Hence, in essence, the success of any data-driven initiative hinges on a holistic approach that addresses ownership, awareness and data literacy. Without the backing of top-level management, initiatives to improve business intelligence and adopt emerging technologies may face significant hurdles in implementation and adoption.
Change management is a crucial aspect that should not be overlooked. This involves implementing strategies to help employees adapt to new processes and technologies smoothly. However, it is normal for data departments to have a lack of dedicated resources for this important task. While collaborating with HR and internal communications could be beneficial, it can be challenging due to their limited capacity to focus on other priorities. Without proper support for change management, the success of initiatives like cloud migration may be hindered. Therefore, change management activities like training, celebrating quick wins, data champions to advocate the new concepts, sharing lessons learned, inviting external speakers, etc. need to be implemented as part of the data strategy.
Remember, migrating to the cloud isn’t just about technical aspects; it also involves transitioning mindsets and behaviours to align with the new world of possibilities for optimal business results.
In conclusion, Yucel Yuksel, with his extensive expertise in data, AI, and digital transformation, sheds light on the challenges and opportunities of transitioning from legacy systems to cloud-based solutions. Legacy systems pose a significant hurdle due to their rigidness, lack of functionality, and the complexity of unpicking custom code, often resulting in inaccurate data and unsustainable manual updates. However, migrating to the cloud offers the chance to address these issues and enhance sustainability in the long term.

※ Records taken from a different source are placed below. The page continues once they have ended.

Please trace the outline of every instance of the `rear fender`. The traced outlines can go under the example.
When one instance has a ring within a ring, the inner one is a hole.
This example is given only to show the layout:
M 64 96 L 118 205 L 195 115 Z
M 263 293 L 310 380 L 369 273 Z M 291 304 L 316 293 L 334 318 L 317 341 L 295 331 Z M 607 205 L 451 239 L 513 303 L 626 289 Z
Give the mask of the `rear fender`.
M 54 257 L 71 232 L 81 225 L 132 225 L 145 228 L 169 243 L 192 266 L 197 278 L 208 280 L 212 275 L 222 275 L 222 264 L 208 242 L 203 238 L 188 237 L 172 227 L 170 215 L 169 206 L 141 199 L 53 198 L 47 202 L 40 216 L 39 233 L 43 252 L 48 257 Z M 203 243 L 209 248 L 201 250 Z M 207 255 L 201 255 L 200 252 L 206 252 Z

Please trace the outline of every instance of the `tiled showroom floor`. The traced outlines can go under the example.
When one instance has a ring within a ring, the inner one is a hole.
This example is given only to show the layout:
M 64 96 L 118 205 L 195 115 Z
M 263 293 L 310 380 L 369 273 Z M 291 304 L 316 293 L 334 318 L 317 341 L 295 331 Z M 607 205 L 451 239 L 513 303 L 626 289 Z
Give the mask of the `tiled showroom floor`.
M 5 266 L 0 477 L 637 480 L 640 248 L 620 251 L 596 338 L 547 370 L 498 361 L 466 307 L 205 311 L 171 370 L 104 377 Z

Yucel emphasises the importance of standardised business processes and consistent reporting cadences in achieving true business intelligence. He stresses that ownership, awareness, and data literacy are essential components for the success of any data-driven initiative. Without top-level management support, effective change management strategies and stakeholder management, initiatives such as cloud migration may face significant hurdles in implementation and adoption.

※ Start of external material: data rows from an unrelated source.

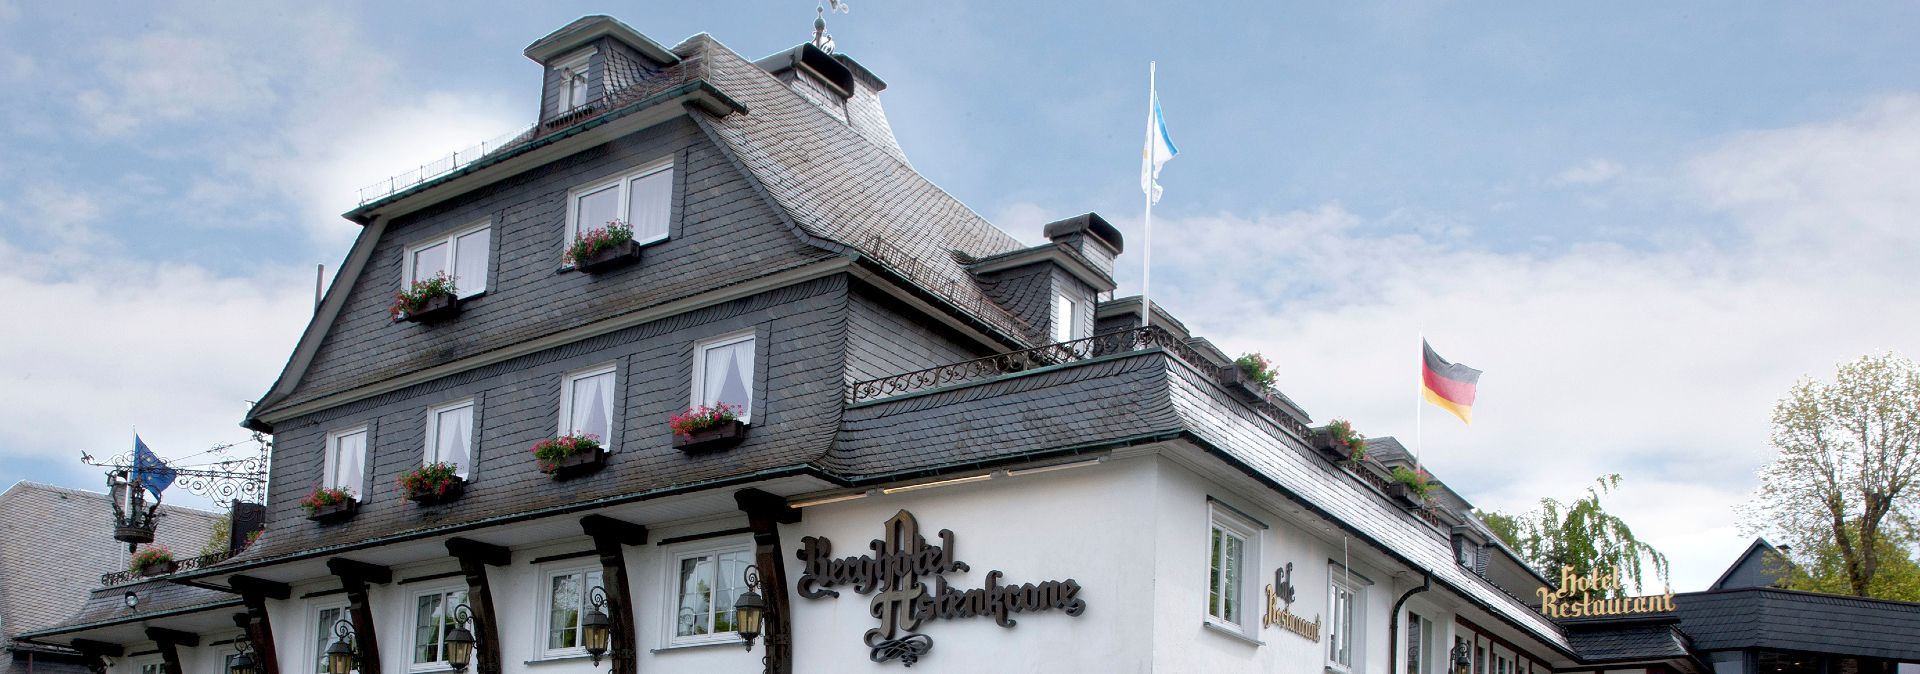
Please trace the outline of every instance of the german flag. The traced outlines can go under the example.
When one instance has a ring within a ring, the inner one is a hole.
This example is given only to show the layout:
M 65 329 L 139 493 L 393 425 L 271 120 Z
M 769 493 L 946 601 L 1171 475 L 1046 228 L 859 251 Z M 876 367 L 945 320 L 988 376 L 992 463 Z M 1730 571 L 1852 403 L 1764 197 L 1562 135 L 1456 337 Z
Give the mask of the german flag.
M 1473 393 L 1480 385 L 1480 371 L 1447 362 L 1433 352 L 1433 345 L 1427 340 L 1420 340 L 1420 348 L 1426 352 L 1420 362 L 1420 389 L 1427 402 L 1472 424 Z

His advice for data professionals navigating migrations underscores the importance of change management and collaboration with HR and internal communications. Successfully migrating to the cloud requires not only technical expertise but also a shift in mindsets and behaviours to align with the new environment. By addressing these challenges holistically, organisations can maximise the business benefits of cloud migration and drive technological sustainability in the long term.